Whaaaaaaaaaaaaaaaaat? oo:  :green:  :twothumbs


Great one! omg still laughting hahahahaha hahaha i guess you are cutting your finger nails with thing too :nana:

anyway nice mod :thumbsup:


----------



## Al Combs (Apr 19, 2009)

Once again, awesome Solitaire mod.

I was just about ready to orders the TIR optics from Cutter. But Now I want the aspherics from DX instead. Is this it? Don't worry, I don't have a table saw.


----------



## DM51 (Apr 19, 2009)

That is really neat - very good result!


----------



## ma_sha1 (Apr 19, 2009)

Al Combs said:


> Once again, awesome Solitaire mod.
> 
> I was just about ready to orders the TIR optics from Cutter. But Now I want the aspherics from DX instead. Is this it? Don't worry, I don't have a table saw.



Thanks! 

Sorry, that's not the lens.
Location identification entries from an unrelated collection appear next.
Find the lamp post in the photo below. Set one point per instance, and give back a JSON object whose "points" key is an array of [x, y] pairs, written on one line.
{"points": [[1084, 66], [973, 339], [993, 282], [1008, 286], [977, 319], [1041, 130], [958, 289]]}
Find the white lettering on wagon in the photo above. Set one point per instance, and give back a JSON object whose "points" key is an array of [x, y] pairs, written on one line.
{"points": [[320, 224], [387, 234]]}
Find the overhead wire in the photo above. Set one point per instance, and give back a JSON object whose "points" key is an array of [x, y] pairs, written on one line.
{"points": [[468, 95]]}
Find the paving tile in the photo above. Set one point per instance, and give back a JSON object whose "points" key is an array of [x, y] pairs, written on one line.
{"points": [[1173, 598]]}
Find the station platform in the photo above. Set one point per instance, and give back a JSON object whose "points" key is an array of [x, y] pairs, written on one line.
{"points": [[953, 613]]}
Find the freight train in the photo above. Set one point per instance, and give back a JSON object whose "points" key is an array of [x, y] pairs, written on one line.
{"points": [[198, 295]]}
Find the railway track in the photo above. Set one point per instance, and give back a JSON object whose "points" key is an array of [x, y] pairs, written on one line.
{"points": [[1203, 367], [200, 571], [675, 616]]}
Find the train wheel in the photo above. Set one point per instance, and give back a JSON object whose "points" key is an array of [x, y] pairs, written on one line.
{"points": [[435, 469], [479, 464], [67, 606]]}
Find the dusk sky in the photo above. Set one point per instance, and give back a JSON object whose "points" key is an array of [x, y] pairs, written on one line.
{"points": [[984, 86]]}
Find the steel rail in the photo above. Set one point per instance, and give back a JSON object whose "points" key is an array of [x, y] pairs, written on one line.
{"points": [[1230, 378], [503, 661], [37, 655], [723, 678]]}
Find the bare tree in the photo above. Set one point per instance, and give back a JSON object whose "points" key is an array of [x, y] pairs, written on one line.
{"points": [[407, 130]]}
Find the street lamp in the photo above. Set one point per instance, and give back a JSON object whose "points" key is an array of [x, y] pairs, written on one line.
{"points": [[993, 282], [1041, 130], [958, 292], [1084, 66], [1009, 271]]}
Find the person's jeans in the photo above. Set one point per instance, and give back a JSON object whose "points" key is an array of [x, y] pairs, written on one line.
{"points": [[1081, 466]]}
The lens is sku 13903, 21mm actually;

http://www2.dealextreme.com/details.dx/sku.13903~r.33147568


----------



## ma_sha1 (Apr 19, 2009)

DM51 said:


> That is really neat - very good result!



DM51,

Thanks for the kind words.


----------



## Al Combs (Apr 19, 2009)

Thanks 


ma_sha1 said:


> Thanks!
> 
> Sorry, that's not the lens. The lens is sku 13903, 21mm actually;
> 
> http://www2.dealextreme.com/details.dx/sku.13903~r.33147568


----------



## toby_pra (Apr 20, 2009)

Very nice and clean work! Awesome!  :tinfoil:


----------



## greg_in_canada (Apr 20, 2009)

Very cool but I felt queasy just seeing your hand close to that saw.

Greg


----------



## dom (Apr 20, 2009)

Great job and nice clean beam.
Please don't use that saw again though -very scary.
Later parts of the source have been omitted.